Monument to the 26 Baku Commissars
From the Gumdag turning, the main road from Turkmenbashy to Ashgabat bypasses the district capital of Bereket, formerly Gazandjyk, some 125km east of Balkanabat. Ten kilometres west of Bereket, the main road crosses over the railway. A kilometre west of this railway bridge, an asphalt road to the north is unpromisingly marked with a no entry sign. The purpose of the sign appears to be simply to warn of the pot-holed character of the road, and this is certainly not a side trip to attempt after dusk. But it is nonetheless an interesting detour, to the place of execution of the 26 Baku Commissars.
The road heads towards the eastern foothills of the massif known as Little Balkan, passing on the right a railway halt which still bears the name of Shaumian, the most prominent of the commissars.

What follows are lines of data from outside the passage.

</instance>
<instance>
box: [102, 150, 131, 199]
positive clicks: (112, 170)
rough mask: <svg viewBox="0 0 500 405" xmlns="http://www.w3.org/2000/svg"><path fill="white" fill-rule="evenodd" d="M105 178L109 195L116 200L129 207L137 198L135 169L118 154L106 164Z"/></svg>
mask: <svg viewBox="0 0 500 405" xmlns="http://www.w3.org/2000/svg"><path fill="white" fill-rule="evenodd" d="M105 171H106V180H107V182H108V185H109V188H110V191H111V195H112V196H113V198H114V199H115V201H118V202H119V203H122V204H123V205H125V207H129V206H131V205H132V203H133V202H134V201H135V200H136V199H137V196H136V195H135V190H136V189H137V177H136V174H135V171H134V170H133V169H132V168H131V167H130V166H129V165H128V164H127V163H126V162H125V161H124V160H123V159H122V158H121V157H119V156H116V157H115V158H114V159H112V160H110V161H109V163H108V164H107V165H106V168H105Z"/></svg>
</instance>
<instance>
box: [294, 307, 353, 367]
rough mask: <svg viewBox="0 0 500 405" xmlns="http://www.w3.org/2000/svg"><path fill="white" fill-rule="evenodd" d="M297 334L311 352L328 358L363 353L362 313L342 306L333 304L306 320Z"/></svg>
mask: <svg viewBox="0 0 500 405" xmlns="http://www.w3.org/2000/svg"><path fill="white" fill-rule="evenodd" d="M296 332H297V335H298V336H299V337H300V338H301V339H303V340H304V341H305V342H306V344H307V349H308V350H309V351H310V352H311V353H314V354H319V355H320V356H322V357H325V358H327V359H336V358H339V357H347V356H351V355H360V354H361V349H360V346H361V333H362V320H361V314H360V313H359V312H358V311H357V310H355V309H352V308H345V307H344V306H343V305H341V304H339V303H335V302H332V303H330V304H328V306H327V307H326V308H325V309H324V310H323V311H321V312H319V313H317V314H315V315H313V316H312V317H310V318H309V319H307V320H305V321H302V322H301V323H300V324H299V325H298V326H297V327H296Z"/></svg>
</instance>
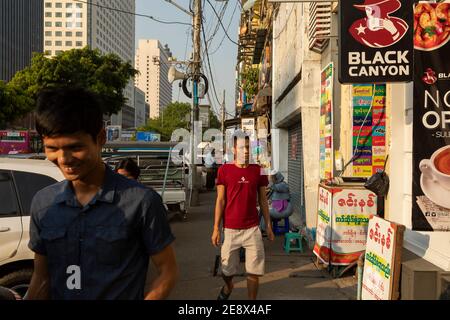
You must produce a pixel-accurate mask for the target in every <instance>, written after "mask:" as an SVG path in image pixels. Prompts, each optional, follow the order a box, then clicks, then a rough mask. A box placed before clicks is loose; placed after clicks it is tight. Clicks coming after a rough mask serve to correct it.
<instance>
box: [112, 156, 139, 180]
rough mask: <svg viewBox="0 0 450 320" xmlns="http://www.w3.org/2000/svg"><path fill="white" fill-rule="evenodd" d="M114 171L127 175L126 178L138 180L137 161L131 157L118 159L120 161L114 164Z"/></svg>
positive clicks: (124, 175) (120, 173)
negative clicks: (116, 163) (114, 168)
mask: <svg viewBox="0 0 450 320" xmlns="http://www.w3.org/2000/svg"><path fill="white" fill-rule="evenodd" d="M114 171H116V172H117V173H118V174H121V175H123V176H125V177H127V178H128V179H134V180H138V179H139V175H140V174H141V169H139V166H138V165H137V163H136V162H135V161H134V160H133V159H131V158H126V159H122V160H120V162H119V163H118V164H117V165H116V167H115V169H114Z"/></svg>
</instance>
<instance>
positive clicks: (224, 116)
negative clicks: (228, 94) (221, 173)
mask: <svg viewBox="0 0 450 320" xmlns="http://www.w3.org/2000/svg"><path fill="white" fill-rule="evenodd" d="M225 138H226V137H225V90H223V102H222V158H224V157H225V146H226V141H225Z"/></svg>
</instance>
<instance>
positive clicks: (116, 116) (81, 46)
mask: <svg viewBox="0 0 450 320" xmlns="http://www.w3.org/2000/svg"><path fill="white" fill-rule="evenodd" d="M135 9H136V5H135V0H89V1H76V0H44V50H45V51H46V52H47V54H49V55H52V56H53V55H56V54H58V53H59V52H61V51H65V50H70V49H74V48H83V47H84V46H86V45H87V46H89V47H90V48H92V49H99V50H100V51H101V52H103V53H115V54H117V55H118V56H119V57H120V58H121V59H122V60H124V61H129V62H130V63H131V64H132V65H134V37H135V17H134V15H133V14H128V13H126V12H131V13H134V12H135ZM124 95H125V97H126V98H127V101H128V102H127V104H126V105H125V106H124V107H123V109H122V112H120V113H119V114H117V115H113V116H112V117H111V120H110V124H112V125H122V127H124V128H131V127H135V112H134V84H133V80H130V82H129V83H128V85H127V86H126V88H125V90H124Z"/></svg>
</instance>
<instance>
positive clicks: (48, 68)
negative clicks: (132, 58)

After reaching a small village of livestock farmers, continue for 6km, before taking a turning to the right which runs a few hundred metres down to a derelict railway station. Here stands a rectangular monument in gradually disintegrating pink-and-white tiling. Most of the lettering, which once spelled out the names of the commissars, has gone, but it is still possible to make out the main inscription, which records that the blood of the 26 Baku Commissars was shed for the happiness and freedom of the people, and was not given in vain. Once carefully tended flower beds around the monument are now full of dead bushes.
A couple of hundred metres up the line in the Balkanabat direction, on the other side of the track, stands a smaller metal monument, erected by factory workers in 1935 in memory of the commissars, 'shot by bandits'. This is a silent spot, the railway line snaking through an undulating desert scrub.